É o mesmo que acontece com o avarento, todos os dias fazendo questão por uns centavos de nada, arregalando os olhos quando vê um gesto de generosidade e se roendo por dentro com a falta de amor ao dinheiro, gesto inclusive que lhe causa imenso asco: o avarento não é parceiro e nem sócio de ninguém que pensa grande, pois não se liberta da visão mesquinha das coisas, corrompida, e assim, fica lá com suas pilhas de moedinhas, ou seja, pagou caro pela fama! O esperto paga caro também, mas não pela mesquinhez, paga caro por ignorar a inocência.
Na gana de descobrir o ponto de vantagem que pode tirar de tudo, não raro atropela-se no seu julgamento e vê mal onde não tem, o que muitas vezes gera não só aquele mal estar terrível, mas o fim de uma amizade, e acho que já mencionei o pior que pode haver! Ele não suspeita que primos que passeiam de mãos dadas não são amantes, mas se adoram como irmãos, nem que o carro importado do vizinho não veio de alguma corruptela, mas de economias de anos a fio, não entende que o primeiro da fila fez o sacrifício de acordar mais cedo e não comprou a vaga de um outro ou tinha um amigo que lhe deu o lugar na frente.

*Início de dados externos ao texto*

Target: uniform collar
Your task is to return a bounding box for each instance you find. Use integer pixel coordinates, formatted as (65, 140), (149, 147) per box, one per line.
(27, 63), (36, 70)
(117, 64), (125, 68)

Deste modo, precipitando os julgamentos, os espertinhos se estrepam, fica mal minha gente, querer ser assim tão sagaz, quando no fundo há mesmo essa miséria de humildade e de respeito, é por isso que dou o título de espertos aos gatos, esses sim, genuínos representantes do que é a esperteza.
Ser esperto não é mesmo ter um jeito de levar a vida com classe e sem abatimentos tolos, achando sempre a melhor saída? É só isso que vejo os gatos fazerem, são bichos que sempre caem de pé, só isso já lhes valeria o título, mas também são ótimos caçadores, implacáveis na perseguição de insetos e camundongos, persistentes e atenciosos, tem a sua individualidade como algo sagrado e inviolável: ai de quem quiser domesticar por inteiro um gato, não dará um bom resultado já que seu instinto de fera nunca morre completamente. Por essas e por tantas outras que não cabem numa crônica, os espertos são os gatos, que mesmo sendo interesseiros nunca quiseram parecer outra coisa!
Num chamego quieto parecem dizer com os olhos de mil cores: "conheço-te muito bem, não te faças de imbecil e dá-me logo o meu leite" :D Espertos são os gatos.